Limits are everywhere I go these days. It seems as if almost every post I read and every question I answer on MyRACentral has an element of someone beating their head against the wall of limits. Of no longer being able to work, no longer being able to kick a ball around with their kids, of having trouble cleaning the tub and the feelings that come with this loss of normal. And outside of work, they are there, too. Someone I know struggles with finding worth and self-esteem in a life that is shrinking around them, questioning who they are now that they can do less. And yet another flails in frustration, alternating between anger and sadness, frequently reduced to tears and all of it because of limits.

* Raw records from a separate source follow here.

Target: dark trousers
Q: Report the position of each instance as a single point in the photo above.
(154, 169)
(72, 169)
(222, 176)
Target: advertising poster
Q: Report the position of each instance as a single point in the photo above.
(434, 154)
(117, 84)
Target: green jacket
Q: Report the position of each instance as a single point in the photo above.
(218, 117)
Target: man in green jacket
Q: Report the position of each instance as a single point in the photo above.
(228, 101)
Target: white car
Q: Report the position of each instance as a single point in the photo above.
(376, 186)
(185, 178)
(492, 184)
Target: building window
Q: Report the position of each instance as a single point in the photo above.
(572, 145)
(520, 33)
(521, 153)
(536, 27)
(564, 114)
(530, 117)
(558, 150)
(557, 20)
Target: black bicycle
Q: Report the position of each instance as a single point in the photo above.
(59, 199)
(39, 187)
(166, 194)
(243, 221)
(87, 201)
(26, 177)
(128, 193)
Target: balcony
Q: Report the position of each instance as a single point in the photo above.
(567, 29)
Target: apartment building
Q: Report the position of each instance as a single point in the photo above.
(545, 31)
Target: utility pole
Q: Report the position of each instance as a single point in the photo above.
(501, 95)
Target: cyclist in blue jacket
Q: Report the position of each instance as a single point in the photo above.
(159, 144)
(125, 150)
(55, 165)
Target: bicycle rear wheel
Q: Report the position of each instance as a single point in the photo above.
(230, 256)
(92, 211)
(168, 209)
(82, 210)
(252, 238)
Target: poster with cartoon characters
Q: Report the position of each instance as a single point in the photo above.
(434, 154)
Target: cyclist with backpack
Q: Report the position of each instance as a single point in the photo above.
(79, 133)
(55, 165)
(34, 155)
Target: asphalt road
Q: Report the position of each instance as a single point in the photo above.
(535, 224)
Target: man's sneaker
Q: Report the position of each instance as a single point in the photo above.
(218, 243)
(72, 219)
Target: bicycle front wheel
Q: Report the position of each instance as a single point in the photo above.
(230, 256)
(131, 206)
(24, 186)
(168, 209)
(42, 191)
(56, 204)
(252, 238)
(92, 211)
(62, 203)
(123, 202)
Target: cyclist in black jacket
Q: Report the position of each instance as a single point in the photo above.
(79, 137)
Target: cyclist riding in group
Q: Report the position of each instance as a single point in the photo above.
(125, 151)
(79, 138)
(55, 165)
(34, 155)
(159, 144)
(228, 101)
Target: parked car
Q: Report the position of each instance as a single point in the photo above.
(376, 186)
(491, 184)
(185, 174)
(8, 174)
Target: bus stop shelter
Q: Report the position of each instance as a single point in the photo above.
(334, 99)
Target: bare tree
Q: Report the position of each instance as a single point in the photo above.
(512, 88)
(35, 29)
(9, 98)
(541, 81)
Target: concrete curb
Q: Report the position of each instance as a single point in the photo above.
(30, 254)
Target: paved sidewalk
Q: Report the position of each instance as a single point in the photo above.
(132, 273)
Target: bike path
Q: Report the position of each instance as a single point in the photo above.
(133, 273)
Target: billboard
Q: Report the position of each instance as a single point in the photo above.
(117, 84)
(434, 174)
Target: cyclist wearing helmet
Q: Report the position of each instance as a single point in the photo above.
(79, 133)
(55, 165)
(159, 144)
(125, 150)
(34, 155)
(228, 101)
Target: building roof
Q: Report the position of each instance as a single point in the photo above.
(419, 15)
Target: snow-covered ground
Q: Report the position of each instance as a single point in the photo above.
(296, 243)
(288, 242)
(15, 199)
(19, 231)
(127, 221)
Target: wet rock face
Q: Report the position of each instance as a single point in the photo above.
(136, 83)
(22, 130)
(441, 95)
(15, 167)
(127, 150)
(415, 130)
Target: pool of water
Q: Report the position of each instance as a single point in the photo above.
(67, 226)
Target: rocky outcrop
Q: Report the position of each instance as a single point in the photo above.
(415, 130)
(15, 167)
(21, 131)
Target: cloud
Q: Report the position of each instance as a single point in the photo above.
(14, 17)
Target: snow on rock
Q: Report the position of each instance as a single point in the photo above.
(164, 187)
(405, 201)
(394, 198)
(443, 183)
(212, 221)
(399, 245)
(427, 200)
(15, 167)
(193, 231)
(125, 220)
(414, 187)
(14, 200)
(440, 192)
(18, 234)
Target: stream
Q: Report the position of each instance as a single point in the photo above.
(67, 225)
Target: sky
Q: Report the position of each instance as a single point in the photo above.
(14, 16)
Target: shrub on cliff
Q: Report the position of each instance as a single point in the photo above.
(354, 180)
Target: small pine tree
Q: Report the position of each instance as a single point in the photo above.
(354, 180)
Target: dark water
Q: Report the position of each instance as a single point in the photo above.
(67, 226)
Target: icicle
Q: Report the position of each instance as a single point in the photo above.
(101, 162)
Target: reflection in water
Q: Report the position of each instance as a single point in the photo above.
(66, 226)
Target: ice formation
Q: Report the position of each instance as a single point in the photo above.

And it is there within myself, as well. I'm getting closer to the release of The Book and reading writers’ blogs about what happens after your work is published, how to promote and get it passing before eyeballs of potential readers. And there are terrific recommendations about blogging, using social media like Twitter and Facebook, about responding thoughtfully to comments, replying to e-mails from readers, creating a network with other authors and leaving thoughtful comments on their blog posts and don't forget writing the next book and as quickly as possible. And I look at it all and am exhausted at the thought because I am at my limits now, usually whizzing past them in a whirl of activity and adrenaline that keeps me burning through my store of energy for the day and well into next week before I notice that perhaps I should stop and have a rest or that ache in my shoulder will become an injury. And I wonder how someone with a disability, high levels of chronic pain and significantly lower energy than your average person can ever make themselves a success. I am within spitting distance of having a book with myname on it and I wonder if it will do what I hope, which is get out there and be of use to people and in so doing, also be a bit of use to me, helping to pay the bills. Or will it all stutter to a stop and turn to nothing? Will it even be possible to make a living as an author with a disability?

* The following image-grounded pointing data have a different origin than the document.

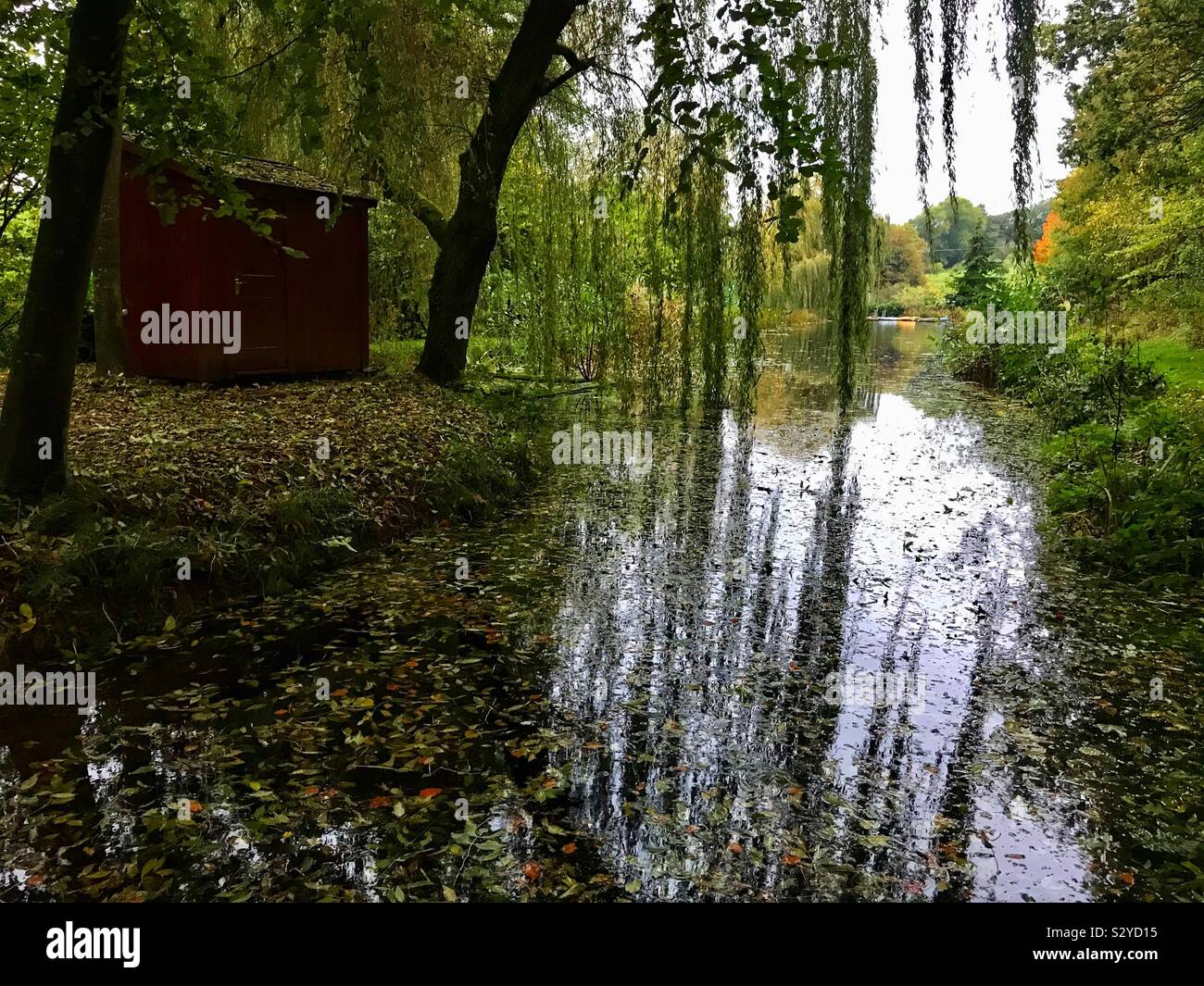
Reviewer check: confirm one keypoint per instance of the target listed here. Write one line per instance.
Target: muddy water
(798, 657)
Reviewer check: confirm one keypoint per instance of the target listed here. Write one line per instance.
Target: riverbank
(183, 496)
(1124, 443)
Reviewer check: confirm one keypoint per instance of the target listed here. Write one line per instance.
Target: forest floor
(182, 495)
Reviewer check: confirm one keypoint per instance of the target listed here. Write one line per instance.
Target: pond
(796, 657)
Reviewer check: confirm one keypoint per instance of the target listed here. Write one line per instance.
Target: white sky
(983, 116)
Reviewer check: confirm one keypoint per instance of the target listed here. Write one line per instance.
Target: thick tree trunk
(107, 265)
(468, 240)
(37, 399)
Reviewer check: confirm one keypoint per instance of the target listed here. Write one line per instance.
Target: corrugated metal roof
(272, 173)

When I try to help others, I speak of managing your expectations. Mention that planning to dance the Argentine tango when you are having trouble walking is perhaps setting yourself up for failure. I speak of patience, of putting one foot in front of the other - literally or metaphorically - and persevering, keep moving, keep going and you will get there eventually. And perhaps it won’t be dancing a perfect tango, but it might be moving to music in your own way and that is good, too. I suggest that life has a way of working out, that if something isn't happening now, it will when you're ready. That in the process of becoming ready, in the journey towards that goal, you sometimes find what you didn't know you were looking for and when you think about it all, you come to believe that everything happened at the exact right time.

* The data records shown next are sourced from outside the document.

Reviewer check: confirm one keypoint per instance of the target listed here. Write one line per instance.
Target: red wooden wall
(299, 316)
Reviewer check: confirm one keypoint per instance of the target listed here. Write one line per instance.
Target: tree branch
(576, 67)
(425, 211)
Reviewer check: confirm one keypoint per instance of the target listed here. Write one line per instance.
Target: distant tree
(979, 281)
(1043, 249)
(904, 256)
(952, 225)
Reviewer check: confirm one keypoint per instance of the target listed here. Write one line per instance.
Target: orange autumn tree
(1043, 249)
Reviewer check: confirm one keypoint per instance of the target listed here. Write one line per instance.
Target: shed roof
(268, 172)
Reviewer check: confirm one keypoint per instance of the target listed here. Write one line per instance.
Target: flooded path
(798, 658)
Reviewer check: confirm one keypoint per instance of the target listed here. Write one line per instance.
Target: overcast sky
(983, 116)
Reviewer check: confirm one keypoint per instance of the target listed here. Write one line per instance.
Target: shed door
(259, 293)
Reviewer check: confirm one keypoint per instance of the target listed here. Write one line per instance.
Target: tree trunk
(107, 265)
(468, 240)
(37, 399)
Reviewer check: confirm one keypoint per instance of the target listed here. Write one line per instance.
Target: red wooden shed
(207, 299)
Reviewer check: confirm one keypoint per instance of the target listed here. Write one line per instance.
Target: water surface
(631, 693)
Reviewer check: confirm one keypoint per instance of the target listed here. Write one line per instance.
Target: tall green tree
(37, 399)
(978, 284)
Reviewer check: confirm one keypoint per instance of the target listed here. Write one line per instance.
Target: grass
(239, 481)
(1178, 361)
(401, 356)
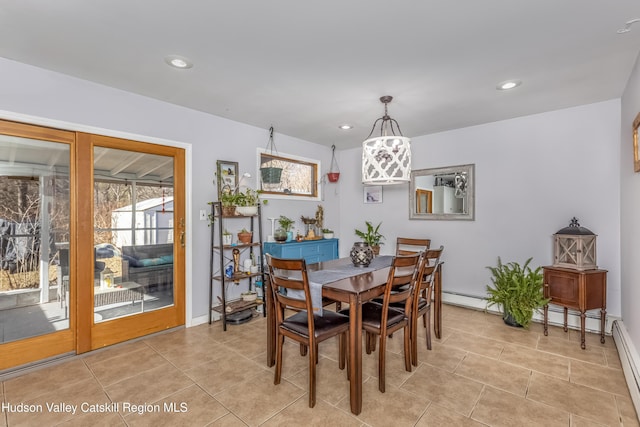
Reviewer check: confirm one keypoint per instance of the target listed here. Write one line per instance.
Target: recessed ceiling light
(178, 61)
(509, 84)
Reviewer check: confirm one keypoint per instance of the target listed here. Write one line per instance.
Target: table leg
(355, 353)
(583, 318)
(271, 324)
(437, 302)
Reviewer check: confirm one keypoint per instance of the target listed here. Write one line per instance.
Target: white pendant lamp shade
(386, 159)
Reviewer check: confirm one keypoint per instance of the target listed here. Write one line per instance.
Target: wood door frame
(429, 196)
(41, 347)
(93, 335)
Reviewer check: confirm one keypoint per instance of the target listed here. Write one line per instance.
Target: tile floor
(481, 372)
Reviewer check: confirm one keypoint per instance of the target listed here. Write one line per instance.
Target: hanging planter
(334, 170)
(269, 173)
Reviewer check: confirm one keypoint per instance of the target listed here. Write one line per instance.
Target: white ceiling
(307, 66)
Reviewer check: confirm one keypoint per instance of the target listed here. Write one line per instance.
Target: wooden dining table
(355, 291)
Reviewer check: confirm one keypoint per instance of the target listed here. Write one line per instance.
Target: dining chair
(408, 245)
(379, 320)
(422, 299)
(305, 326)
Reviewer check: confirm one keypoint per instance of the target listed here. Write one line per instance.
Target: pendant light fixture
(386, 159)
(270, 172)
(334, 170)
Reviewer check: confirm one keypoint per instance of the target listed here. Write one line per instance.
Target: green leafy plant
(372, 236)
(285, 222)
(229, 199)
(249, 197)
(517, 289)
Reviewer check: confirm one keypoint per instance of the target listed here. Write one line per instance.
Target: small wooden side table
(581, 290)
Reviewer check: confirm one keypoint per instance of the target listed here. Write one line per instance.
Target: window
(299, 177)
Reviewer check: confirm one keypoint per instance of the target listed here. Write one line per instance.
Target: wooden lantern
(575, 247)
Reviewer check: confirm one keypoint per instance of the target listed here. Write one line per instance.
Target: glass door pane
(34, 237)
(133, 233)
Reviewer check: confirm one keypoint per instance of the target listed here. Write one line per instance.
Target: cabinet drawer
(562, 288)
(309, 250)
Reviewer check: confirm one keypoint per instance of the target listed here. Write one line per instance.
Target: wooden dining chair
(305, 326)
(379, 320)
(408, 245)
(422, 299)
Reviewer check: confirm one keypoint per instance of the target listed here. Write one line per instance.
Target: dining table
(361, 285)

I do believe all of this, know that life hardly ever takes a straight path to get to where you think you wanted to go. I know that the circuitous road can help you redefine your goal, can make you realize you wanted to zig instead of zag. That wherever you end up will be because you showed up and worked hard and lo and behold, it will probably be just the thing for you. And I know the key is to dream, but not get too specific in terms of dates and times because that way lies setting yourself up for failure yet again.
I know it is about looking at what you have, not what you don't have. That the way to being happy and finding joy, even when you're not quite – or anywhere near - where you thought you were going to be is to pay attention and see what you have, truly see and appreciate it.
But every now and again, when the limits are so very close, it's hard to see the forest for the tree you just rammed into.